When you have two variables, often the simplest way to do a limit is to change to polar coordinates: with $x= r cos(\theta)$ and $y= r sin(\theta)$,
your first fraction becomes
$$\frac{r^4cos^4(\theta)+ r^4sin^4(\theta)}{r^2}= r^2(cos^4(\theta)+ sin^4(\theta))$$
Now, (x,y) going to (0,0) mean r goes to 0 with $\theta$ indeterminate. Can you see that the limit, as r goes to 0, does not depend on $\theta$?
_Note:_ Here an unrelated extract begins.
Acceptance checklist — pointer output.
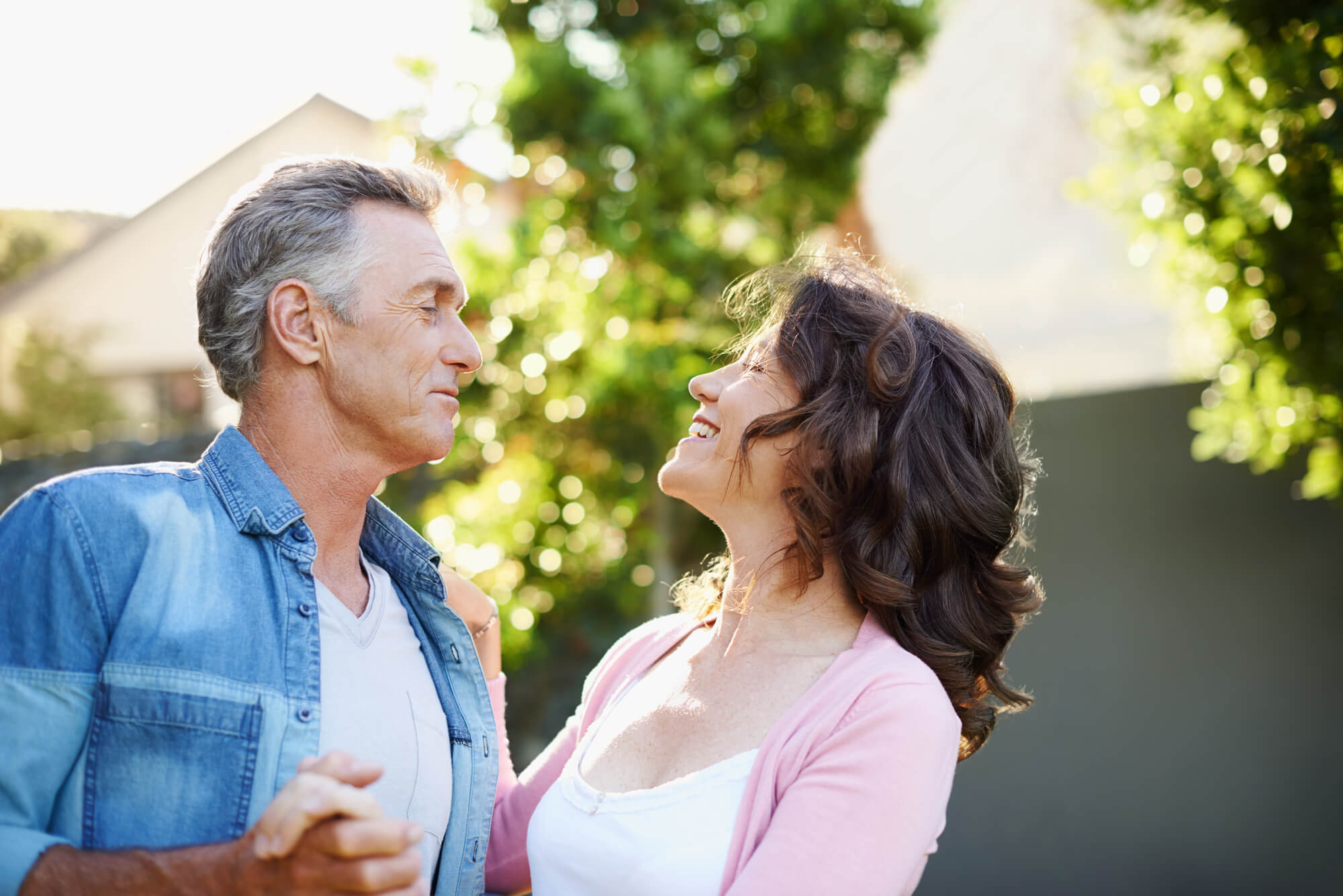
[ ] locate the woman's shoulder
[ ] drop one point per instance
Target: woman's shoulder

For the second, again change to polar coordinates:
$$\frac{\sqrt{r^2(cos\theta sin\theta)}}{r^{\frac{2}{3}}}$$
Again, the limit, as r goes to 0, does not depend on $\theta$.

 

[HF08]

Thanks

When you have two variables, often the simplest way to do a limit is to change to polar coordinates: with $x= r cos(\theta)$ and $y= r sin(\theta)$,
your first fraction becomes
$$\frac{r^4cos^4(\theta)+ r^4sin^4(\theta)}{r^2}= r^2(cos^4(\theta)+ sin^4(\theta))$$
Now, (x,y) going to (0,0) mean r goes to 0 with $\theta$ indeterminate. Can you see that the limit, as r goes to 0, does not depend on $\theta$?

For the second, again change to polar coordinates:
$$\frac{\sqrt{r^2(cos\theta sin\theta)}}{r^{\frac{2}{3}}}$$
Again, the limit, as r goes to 0, does not depend on $\theta$.

Excellent post HallsofIvy. I have found both limits to be 0. This is more useful than the definition approach. If you agree with what the limit is, I will mark this solved.

Thank You,
HF08

 

[HallsofIvy]

Yes, the limit for both is 0.